RobertN said:
We do not have them in California either. I remember back in the early 70's they had some spot inspections; you'd be driving along, and they would have the road blocked pulling people over. Have not had that in a long time though.
Robert, I don't know what they do now, but back in the mid-50s when I started driving and got my license in Oklahoma, they used the spot inspection system. The highway patrol would set up a roadblock, ask to see your drivers license, have you blow the horn, turn the windshield wipers on and off, turn your lights on, and hit the dimmer switch, step on the brake to check the brake lights. You didn't even get out of the vehicle. If you failed in any way, you got a citation, but if you passed, the patrolman gave you a sticker for you to place it in the lower
right corner of your windshield, and if you came to another inspection roadblock during that calendar year, you'd be waved on through. If you and your vehicle passed, you got your sticker and it didn't cost you a penny, but you needed to keep your vehicle up, at least until you got inspected each year, because you never knew when you were going to hit one of those roadblocks and get inspected. And, of course, it wasn't uncommon for someone to go more than a year or two without ever getting inspected. The point being that you kept your vehicle up because you never knew when you might get inspected.

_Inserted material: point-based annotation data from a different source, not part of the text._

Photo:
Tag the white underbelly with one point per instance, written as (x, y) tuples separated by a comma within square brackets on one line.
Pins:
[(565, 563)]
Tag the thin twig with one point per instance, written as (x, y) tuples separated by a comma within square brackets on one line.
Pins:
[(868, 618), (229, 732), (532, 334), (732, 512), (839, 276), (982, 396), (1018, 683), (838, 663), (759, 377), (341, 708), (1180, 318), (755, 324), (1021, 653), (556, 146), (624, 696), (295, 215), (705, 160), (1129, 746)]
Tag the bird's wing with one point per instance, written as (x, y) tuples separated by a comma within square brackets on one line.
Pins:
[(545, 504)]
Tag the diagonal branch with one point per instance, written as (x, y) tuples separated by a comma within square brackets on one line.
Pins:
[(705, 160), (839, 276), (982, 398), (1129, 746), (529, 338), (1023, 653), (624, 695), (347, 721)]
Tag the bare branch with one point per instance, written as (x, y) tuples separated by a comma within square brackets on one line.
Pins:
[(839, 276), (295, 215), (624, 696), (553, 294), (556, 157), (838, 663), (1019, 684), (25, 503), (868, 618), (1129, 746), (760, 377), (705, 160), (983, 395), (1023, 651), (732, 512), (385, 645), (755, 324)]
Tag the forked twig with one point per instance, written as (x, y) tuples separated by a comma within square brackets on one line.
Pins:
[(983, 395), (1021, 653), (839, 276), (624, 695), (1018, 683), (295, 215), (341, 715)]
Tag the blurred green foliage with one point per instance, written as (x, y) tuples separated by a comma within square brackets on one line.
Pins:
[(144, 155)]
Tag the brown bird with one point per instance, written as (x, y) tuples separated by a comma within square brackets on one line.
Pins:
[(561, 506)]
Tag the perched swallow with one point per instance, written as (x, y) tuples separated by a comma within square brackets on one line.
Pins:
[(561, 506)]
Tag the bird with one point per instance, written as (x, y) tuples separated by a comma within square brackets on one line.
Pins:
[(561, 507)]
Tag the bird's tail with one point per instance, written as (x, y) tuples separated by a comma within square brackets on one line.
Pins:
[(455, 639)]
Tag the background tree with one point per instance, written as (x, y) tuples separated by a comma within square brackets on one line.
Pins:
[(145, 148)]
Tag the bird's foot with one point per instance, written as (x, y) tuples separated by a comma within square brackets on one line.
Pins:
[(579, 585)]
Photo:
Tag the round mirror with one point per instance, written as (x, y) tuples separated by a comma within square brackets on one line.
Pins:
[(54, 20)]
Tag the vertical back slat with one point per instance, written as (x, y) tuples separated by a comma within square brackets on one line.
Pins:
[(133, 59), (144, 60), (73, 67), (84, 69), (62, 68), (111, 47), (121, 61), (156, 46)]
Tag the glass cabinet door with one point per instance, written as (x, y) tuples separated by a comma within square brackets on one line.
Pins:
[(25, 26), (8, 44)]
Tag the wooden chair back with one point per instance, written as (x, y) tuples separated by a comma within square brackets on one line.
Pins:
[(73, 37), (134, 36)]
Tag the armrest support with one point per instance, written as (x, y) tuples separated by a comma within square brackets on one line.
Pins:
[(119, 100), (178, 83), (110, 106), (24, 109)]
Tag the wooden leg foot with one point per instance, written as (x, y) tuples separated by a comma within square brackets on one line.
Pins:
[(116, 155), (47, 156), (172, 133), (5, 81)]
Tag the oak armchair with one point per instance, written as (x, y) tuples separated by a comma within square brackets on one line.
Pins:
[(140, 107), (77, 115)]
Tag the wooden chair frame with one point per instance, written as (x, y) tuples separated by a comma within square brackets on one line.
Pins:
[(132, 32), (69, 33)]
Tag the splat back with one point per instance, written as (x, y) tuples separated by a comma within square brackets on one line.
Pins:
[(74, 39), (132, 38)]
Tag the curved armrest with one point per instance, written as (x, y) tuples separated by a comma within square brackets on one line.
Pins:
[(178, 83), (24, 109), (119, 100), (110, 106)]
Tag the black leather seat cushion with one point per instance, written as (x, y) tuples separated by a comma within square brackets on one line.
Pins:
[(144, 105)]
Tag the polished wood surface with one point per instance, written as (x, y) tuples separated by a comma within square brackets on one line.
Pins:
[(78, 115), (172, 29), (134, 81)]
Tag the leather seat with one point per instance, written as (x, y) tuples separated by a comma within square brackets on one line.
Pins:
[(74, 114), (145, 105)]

Now contrast that with what Texas and many other states do now. You know when your vehicle is going to be inspected, so you can get everything up to snuff, buy a month's liability insurance, get your sticker, let the insurance lapse, and if your brakes or lights fail tomorrow, you've got a year before another inspection
unless, of course, the defect is a visible one, such as a burned out light, and some officer stops you for the traffic violation.
Actually, the way the law was written in Texas, if something happens to your vehicle that would make it fail the inspection, you're supposed to both get it fixed,
and get a new inspection. As long as the sticker on the windshield has not expired, I've never known of anyone to go get a new inspection after replacing a light bulb, tires, brakes, horn, windshield wipers, etc.